Le 21 octobre 2024, De Beers a annoncé qu’à partir du début de l’année 2025, Tracr indiquerait un pays d’origine unique pour les nouveaux diamants bruts De Beers de plus d’un carat enregistrés sur la plateforme. Ce seuil correspond approximativement à un diamant poli d’au moins 0,5 carat.

Pour parvenir à cette « désagrégation numérique », le groupe s’appuie sur des scanners installés dans les pays producteurs et sur des algorithmes capables de relier les pierres aux lots et aux données enregistrés à leur source.

Depuis janvier 2025, les nouveaux diamants bruts De Beers d’au moins un carat répondant aux critères de la plateforme peuvent ainsi être associés à un pays précis.

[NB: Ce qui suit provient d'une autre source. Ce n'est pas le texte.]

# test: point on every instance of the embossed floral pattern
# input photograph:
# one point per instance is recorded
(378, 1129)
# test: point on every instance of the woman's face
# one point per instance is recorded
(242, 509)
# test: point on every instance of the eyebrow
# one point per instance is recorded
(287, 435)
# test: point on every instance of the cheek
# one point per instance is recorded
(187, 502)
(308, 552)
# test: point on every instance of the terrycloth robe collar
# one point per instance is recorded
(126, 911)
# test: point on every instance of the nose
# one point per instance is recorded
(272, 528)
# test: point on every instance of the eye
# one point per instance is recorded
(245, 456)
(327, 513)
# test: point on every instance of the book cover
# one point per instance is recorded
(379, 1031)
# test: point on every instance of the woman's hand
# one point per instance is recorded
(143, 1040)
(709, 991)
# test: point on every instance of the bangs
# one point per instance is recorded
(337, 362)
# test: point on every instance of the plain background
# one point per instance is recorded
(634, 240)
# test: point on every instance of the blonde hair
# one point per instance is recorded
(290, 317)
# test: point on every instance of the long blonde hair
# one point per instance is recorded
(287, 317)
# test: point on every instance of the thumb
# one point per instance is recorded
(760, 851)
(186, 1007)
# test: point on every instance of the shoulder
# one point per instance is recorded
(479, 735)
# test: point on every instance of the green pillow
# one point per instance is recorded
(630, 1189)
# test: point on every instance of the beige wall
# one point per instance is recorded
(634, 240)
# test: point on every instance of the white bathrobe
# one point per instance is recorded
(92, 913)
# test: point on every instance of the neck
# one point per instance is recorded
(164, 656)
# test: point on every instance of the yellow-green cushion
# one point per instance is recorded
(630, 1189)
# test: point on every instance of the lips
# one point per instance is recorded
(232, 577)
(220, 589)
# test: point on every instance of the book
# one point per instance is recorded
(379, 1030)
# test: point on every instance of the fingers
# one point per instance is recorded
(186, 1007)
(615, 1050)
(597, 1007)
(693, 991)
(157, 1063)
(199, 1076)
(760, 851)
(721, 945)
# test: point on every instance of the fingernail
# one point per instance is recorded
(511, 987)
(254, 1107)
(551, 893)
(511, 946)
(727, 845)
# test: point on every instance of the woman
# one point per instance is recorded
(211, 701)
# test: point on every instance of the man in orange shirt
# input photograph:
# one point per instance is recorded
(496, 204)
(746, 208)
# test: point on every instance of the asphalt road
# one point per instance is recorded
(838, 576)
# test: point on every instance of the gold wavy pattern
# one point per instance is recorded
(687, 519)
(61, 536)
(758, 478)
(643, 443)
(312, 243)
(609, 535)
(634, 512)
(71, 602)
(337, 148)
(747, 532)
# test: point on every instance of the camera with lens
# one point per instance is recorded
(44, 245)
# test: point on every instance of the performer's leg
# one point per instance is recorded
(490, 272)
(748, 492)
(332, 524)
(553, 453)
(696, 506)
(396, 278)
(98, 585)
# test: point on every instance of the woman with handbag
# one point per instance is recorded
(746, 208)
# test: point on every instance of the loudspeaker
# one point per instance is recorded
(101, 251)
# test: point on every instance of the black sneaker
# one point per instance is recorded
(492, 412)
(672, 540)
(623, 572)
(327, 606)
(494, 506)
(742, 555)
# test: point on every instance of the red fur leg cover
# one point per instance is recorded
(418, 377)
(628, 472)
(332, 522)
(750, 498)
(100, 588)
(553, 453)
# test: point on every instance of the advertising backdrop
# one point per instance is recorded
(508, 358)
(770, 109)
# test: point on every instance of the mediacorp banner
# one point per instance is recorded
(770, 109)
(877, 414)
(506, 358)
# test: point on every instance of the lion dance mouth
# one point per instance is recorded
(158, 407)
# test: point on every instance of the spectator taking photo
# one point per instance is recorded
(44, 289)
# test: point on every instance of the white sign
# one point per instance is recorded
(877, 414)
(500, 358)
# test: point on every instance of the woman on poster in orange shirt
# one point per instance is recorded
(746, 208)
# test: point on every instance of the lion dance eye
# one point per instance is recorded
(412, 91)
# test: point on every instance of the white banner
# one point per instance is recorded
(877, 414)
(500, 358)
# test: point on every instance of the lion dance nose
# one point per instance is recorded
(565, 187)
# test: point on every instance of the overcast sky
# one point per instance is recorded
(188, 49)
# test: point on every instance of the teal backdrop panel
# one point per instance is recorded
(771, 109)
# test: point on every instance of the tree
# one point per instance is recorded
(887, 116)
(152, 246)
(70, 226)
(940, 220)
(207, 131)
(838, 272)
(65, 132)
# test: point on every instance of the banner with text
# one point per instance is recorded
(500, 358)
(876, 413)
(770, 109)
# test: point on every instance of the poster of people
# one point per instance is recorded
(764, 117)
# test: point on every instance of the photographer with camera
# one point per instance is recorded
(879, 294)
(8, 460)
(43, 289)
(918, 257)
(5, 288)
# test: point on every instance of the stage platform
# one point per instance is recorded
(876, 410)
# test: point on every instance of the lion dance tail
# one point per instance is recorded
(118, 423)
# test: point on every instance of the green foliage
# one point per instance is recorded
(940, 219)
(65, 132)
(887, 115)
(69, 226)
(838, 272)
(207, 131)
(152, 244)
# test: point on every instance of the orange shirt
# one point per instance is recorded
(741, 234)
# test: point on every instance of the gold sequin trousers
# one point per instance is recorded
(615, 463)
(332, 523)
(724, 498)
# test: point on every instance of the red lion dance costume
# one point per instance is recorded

Cette avancée est importante pour les Maisons qui souhaitent raconter l’origine géographique de leurs pierres, mais également pour les professionnels confrontés à des règles d’importation plus strictes.

Le rôle décisif du GIA depuis mai 2026

Le 29 mai 2026, le Gemological Institute of America a conclu un accord portant sur l’acquisition de 30 % du capital de Tracr.

Cette opération ne constitue pas seulement un investissement financier. Elle accompagne l’évolution de Tracr vers une plateforme plus indépendante de De Beers et appelée à servir l’ensemble de la filière des diamants naturels.

L’association présente une complémentarité stratégique :

  • De Beers apporte son expérience minière et l’enregistrement des pierres à leur source ;
  • Tracr fournit l’infrastructure numérique et la chaîne de traçabilité ;
  • le GIA apporte sa compétence en matière d’identification, de classification et de certification gemmologique.

L’enjeu est de rapprocher deux niveaux de confiance qui ont longtemps évolué séparément : la qualité gemmologique du diamant et son origine documentée.

Cette ouverture à un organisme reconnu dans toute l’industrie pourrait également rassurer les entreprises qui hésiteraient à utiliser une plateforme historiquement développée par l’un des principaux producteurs mondiaux.

ORIGIN De Beers Group : transformer la provenance en expérience client

De Beers ne réserve pas Tracr aux seuls professionnels. Le groupe développe parallèlement ORIGIN De Beers Group, une offre de diamants polis destinée à rendre la provenance plus visible auprès du consommateur.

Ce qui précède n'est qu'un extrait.